DISCUSSION: This pilot study proved that human iPSCs can be directed towards mesenchymal and osteogeneic lineage in monolayer culture. They can attach and remain viable on bone allografts, indicating revitalization. In vivo, at 12 weeks, the presence of human bone graft seeded with iPSC-MPs in CCM or ODM have shown slightly superior osteogeneic capacity to unseeded bone graft, as reflected by ongoing IO and EO. Intriguingly, the Micro-CT showed no intergroup difference despite histological differences. Scarce human iPSC-MPs survived, but, whether these differentiated or not towards osteoblasts and osteocytes, remained unknown. However, histologically seeded grafts had more cellular connective tissue with trabecular bone in different stages of maturity, hence, most bone formation was of host origin. This suggests that iPSC-MPs secrete paracrine factors that enhance tissue regeneration and osteogenesis from migrating progenitor and stem cells found in the host’s neighboring receptive tissue and/or bone marrow. Limitations include a small sample size, a one-time point evaluation, no iPSC-MPs quantification and no testing in an immunocompetent group. However, this exceeded the aim of this study and we decided to run this study on immunosuppressive rats to avoid any potential confounding variables. Factors to be considered for future studies. In addition, spine fusion remained clinically inconclusive, but the bone allografts can become osteogeneic and promote bone formation when seeded with iPSC-MPs.

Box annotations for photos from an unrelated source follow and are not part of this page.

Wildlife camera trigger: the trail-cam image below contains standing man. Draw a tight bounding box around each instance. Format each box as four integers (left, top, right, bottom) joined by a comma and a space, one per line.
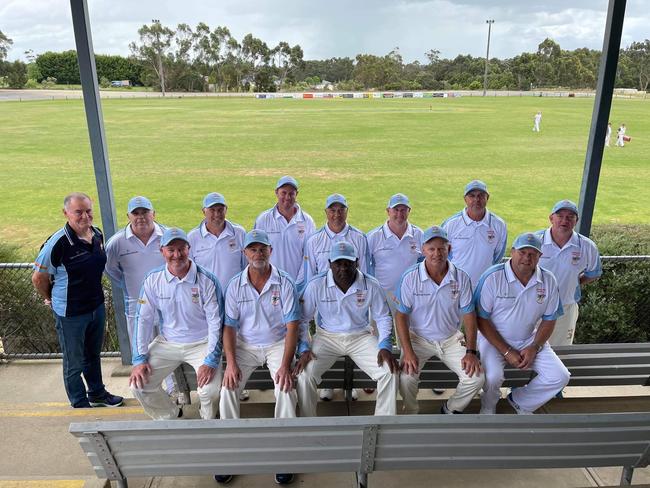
537, 200, 603, 346
605, 122, 612, 147
616, 124, 627, 147
395, 226, 485, 414
187, 193, 246, 290
299, 193, 369, 401
253, 176, 316, 283
216, 230, 300, 484
474, 233, 569, 414
441, 180, 508, 288
32, 192, 123, 408
106, 196, 165, 344
296, 241, 398, 417
533, 111, 542, 132
368, 193, 422, 315
129, 227, 223, 420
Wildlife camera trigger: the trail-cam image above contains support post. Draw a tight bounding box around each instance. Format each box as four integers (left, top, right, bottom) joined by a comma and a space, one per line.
70, 0, 131, 365
578, 0, 627, 236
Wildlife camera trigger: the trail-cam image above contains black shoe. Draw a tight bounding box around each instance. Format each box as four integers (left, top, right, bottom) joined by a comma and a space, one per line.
275, 473, 293, 485
88, 392, 124, 407
214, 474, 234, 485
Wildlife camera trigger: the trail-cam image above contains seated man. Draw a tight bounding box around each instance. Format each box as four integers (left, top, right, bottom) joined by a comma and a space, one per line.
395, 226, 484, 414
129, 227, 223, 420
474, 233, 569, 414
296, 241, 397, 417
216, 230, 300, 485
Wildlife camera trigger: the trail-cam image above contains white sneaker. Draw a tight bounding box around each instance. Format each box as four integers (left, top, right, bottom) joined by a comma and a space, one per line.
318, 388, 334, 402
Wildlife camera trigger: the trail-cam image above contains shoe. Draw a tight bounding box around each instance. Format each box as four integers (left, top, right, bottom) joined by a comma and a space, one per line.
88, 392, 124, 407
214, 474, 234, 485
275, 473, 293, 485
318, 388, 334, 402
440, 402, 463, 415
506, 392, 533, 415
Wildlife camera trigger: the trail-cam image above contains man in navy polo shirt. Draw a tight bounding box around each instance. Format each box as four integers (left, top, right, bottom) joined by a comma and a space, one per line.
32, 193, 123, 408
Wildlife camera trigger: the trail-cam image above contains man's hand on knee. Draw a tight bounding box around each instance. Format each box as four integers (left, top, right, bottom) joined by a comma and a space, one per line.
196, 364, 217, 388
129, 363, 151, 390
377, 349, 399, 373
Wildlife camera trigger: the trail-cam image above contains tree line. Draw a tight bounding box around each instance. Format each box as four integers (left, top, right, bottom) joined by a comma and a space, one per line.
0, 20, 650, 93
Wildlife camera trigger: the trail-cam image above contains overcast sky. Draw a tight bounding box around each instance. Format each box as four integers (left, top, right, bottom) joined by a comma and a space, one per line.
0, 0, 650, 62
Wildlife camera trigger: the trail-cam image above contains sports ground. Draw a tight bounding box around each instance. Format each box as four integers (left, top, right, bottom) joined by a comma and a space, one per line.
0, 93, 650, 259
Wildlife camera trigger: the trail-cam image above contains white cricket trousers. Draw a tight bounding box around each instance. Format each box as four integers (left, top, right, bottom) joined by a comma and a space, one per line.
131, 336, 223, 420
548, 303, 579, 346
399, 331, 485, 414
298, 328, 399, 417
478, 333, 570, 414
219, 339, 297, 419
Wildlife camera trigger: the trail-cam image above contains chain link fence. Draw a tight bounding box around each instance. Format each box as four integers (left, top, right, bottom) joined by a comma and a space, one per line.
0, 256, 650, 359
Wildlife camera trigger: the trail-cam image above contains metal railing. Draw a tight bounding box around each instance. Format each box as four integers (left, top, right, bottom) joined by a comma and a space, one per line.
0, 256, 650, 359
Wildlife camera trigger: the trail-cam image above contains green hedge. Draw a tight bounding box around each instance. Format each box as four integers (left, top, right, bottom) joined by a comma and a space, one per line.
575, 225, 650, 344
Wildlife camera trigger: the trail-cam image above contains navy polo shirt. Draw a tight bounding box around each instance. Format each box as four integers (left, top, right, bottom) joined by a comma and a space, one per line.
34, 224, 106, 317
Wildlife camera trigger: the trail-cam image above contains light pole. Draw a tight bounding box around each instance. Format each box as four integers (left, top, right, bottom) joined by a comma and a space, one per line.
483, 19, 494, 96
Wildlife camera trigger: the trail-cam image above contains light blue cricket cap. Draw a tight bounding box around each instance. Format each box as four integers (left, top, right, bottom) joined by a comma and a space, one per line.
325, 193, 348, 208
160, 227, 190, 247
330, 241, 357, 263
127, 196, 153, 213
422, 225, 449, 242
463, 180, 490, 196
275, 175, 298, 190
203, 192, 227, 208
244, 229, 271, 249
512, 232, 542, 252
388, 193, 411, 208
551, 200, 578, 215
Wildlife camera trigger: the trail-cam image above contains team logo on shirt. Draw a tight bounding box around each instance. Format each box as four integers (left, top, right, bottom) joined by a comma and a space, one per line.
449, 281, 460, 300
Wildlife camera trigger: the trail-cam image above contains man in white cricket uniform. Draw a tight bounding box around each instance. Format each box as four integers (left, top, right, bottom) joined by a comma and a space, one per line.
367, 193, 422, 315
537, 200, 603, 346
395, 226, 484, 414
533, 112, 542, 132
129, 227, 223, 420
441, 180, 508, 288
298, 193, 370, 401
474, 233, 569, 414
105, 196, 165, 344
187, 193, 246, 290
219, 230, 300, 484
296, 241, 398, 417
253, 176, 316, 284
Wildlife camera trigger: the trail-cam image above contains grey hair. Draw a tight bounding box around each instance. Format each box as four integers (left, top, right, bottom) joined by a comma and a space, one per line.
63, 191, 93, 210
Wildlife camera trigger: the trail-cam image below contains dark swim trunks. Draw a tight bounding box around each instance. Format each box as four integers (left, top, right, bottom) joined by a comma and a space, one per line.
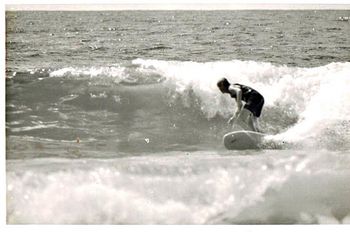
244, 90, 264, 117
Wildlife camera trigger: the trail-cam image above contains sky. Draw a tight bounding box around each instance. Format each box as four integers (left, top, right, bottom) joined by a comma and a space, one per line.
5, 0, 350, 10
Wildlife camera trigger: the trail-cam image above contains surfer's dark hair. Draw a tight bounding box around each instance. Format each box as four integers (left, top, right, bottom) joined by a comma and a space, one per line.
217, 78, 230, 88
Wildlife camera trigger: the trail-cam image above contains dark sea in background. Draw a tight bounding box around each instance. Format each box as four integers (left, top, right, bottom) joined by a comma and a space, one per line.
6, 10, 350, 224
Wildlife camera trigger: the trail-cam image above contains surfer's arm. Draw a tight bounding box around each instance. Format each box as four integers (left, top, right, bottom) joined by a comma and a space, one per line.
233, 88, 243, 118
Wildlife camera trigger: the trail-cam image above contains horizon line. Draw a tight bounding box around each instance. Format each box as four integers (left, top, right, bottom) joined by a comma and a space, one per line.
5, 3, 350, 11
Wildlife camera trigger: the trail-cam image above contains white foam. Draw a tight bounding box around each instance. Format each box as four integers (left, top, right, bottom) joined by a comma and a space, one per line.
133, 59, 350, 145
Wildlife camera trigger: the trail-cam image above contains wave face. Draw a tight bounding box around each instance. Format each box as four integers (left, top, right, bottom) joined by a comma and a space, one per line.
7, 59, 350, 150
6, 10, 350, 224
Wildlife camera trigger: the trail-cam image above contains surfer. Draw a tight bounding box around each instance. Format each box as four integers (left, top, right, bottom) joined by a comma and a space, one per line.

SIGNIFIFCANCE: This pilot study shows that human fibroblast derived iPSC-MPs are a novel candidate, safe and alternative biological tool for enhancing bone allografts bone formation capacity. They proved to adhere, remain viable and maintain pluripotency in vitro and in vivo. This study encourages further research in immunocompetent. These innovative cells could pave the way to create patient-specific bone constructs for orthopedic regenerative medicine.